Much of the report is geared towards internal processes relating to corruption and bribery and the committee attempts to distance the company from corruption allegations by stressing how BAE has changed over the past decade. However, many of the allegations relate to more recent events and the attitude towards them is worrying since the present Chairman and Chief Executive were in post when BAE lobbied to end the Serious Fraud Office (SFO) investigation into arms sales to Saudi Arabia.
Tomorrow will see BAE's first AGM since CAAT, alongside anti-corruption organisation The Corner House, brought a successful legal challenge over the termination of the SFO's investigation into BAE's Saudi arms deals. CAAT is organising a peaceful protest from 10.00am outside the Queen Elizabeth II Conference Centre in London SW1, where the AGM takes place. There will be a photo stunt at 10.30 to illustrate attempts to sweep the reality of BAE's arms trading under the carpet. When the AGM begins at 11.00, several CAAT supporters will be present as token shareholders to question the board.
CAAT spokesperson Symon Hill said:
"BAE is on the run from public opinion. This report will do nothing to reverse BAE's unpopularity with the British public. It is absurd to ask a committee to report on the ethics of an arms company without even considering whether it is ethical to arm dictatorships, or to engage in the arms trade at all. However, we will watch closely to see if there are any meaningful changes that come about as a result of the report."
1. The Campaign Against Arms Trade (CAAT) works for the reduction and ultimate abolition of the international arms trade. 80% of CAAT's funding comes from individual supporters' donations and CAAT is strictly nonviolent in all its work.
2. CAAT spokespeople are available for interview.
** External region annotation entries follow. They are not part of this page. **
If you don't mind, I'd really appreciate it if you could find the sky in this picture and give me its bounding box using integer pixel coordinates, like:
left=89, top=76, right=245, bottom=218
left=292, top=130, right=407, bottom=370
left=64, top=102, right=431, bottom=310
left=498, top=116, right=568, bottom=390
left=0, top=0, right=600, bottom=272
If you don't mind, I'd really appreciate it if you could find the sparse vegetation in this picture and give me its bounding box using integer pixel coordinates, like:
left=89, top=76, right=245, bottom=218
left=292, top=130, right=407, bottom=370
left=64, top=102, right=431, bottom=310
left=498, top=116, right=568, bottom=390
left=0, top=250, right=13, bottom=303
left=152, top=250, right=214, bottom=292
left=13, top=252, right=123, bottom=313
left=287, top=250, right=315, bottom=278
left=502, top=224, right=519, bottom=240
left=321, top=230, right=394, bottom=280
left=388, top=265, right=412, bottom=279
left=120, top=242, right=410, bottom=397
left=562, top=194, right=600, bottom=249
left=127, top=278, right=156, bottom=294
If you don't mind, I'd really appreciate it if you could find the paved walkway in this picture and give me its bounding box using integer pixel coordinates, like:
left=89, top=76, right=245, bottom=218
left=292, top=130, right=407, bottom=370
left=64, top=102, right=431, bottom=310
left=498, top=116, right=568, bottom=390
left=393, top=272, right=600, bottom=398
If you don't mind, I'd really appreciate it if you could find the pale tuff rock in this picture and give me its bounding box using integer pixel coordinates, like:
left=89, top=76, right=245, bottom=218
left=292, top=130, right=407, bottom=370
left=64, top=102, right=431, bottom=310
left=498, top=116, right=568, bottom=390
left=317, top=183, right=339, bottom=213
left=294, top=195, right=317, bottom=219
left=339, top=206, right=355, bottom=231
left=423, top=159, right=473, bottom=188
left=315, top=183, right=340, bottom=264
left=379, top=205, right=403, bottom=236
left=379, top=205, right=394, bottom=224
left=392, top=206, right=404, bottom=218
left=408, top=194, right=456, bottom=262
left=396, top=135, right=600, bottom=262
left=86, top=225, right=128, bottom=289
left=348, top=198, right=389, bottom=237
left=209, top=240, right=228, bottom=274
3. The judgment of the High Court was handed down on 10th April 2008 by Lord Justice Moses and Mr Justice Sullivan, following a judicial review brought by The Corner House and CAAT. They ruled that the Serious Fraud Office (SFO), on the advice of the government, had acted unlawfully by terminating an investigation into BAE's Saudi arms deals on 14th December 2006, following lobbying by BAE and Saudi representatives. The Saudi regime had threatened to cancel an arms deal and withdraw diplomatic and intelligence co-operation. This was described by the judges as a "successful attempt by a foreign government to pervert the course of justice in the United Kingdom". On 24th April, the High Court formally quashed the decision to terminate the investigation.